猿沢の池から見た興福寺・五重塔
古都奈良に相応しい雰囲気を持つ食事処の一つが「塔の茶屋」だ。
我が家から車で30分足らずで行ける距離にありながら、今までそこで夕食はともかく昼食も取ったことが無かった。
「いつでも行ける」「少々お高い」がその理由だった。
先日、家内の母親が曾孫(私の次女の子供3人)と会いたい、ということで、(家内の)妹に付き添われて、はるばる東京から我が家にやってきた。
その2人の希望により、ここで昼食を取ることになった。
塔の茶屋は、総面積500万u(150万坪)の広大な敷地を持つ奈良公園の一角、東大寺等とともに世界文化遺産(古都奈良の文化財)に指定された法相宗大本山・興福寺の五重塔(国宝)の真裏にある。

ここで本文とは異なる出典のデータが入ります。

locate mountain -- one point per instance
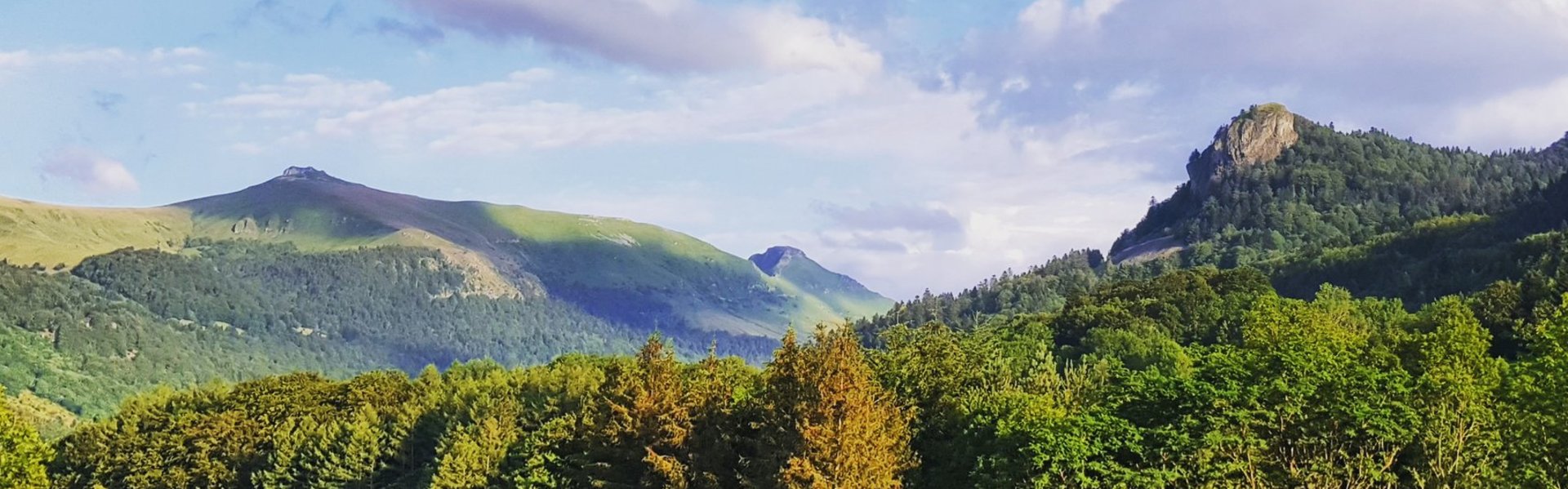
(613, 269)
(838, 292)
(1308, 206)
(310, 272)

興福寺当局の特別の許可を得て営業しているそうで、今なら火を使う店舗をこんな近くに建てる事は許されなだろう。
塔の茶屋入口。周囲は木立に囲まれていて、木漏れ日が美しい。
200年前の古材を使った建物。木の格子が美しい情緒ある外観だ。
藤棚の下、畳敷きの床机でお弁当を頂く。冬は緋毛氈が敷かれていたように記憶している。
メニューは2種類だけだ。
●茶がゆ弁当(午前11:30〜午後4:00)
・梅酒・わらび餅付き 3,150円
・向付・椀盛付き 5,250円
●茶がゆ懐石(午前11:30〜午後9:00)
・6,300円・8,400円・10,500円
(料金は2007年6月現在)
両方とも予約が望ましいようだが、この日に注文した茶がゆ弁当(3,150円)は予約無しだった。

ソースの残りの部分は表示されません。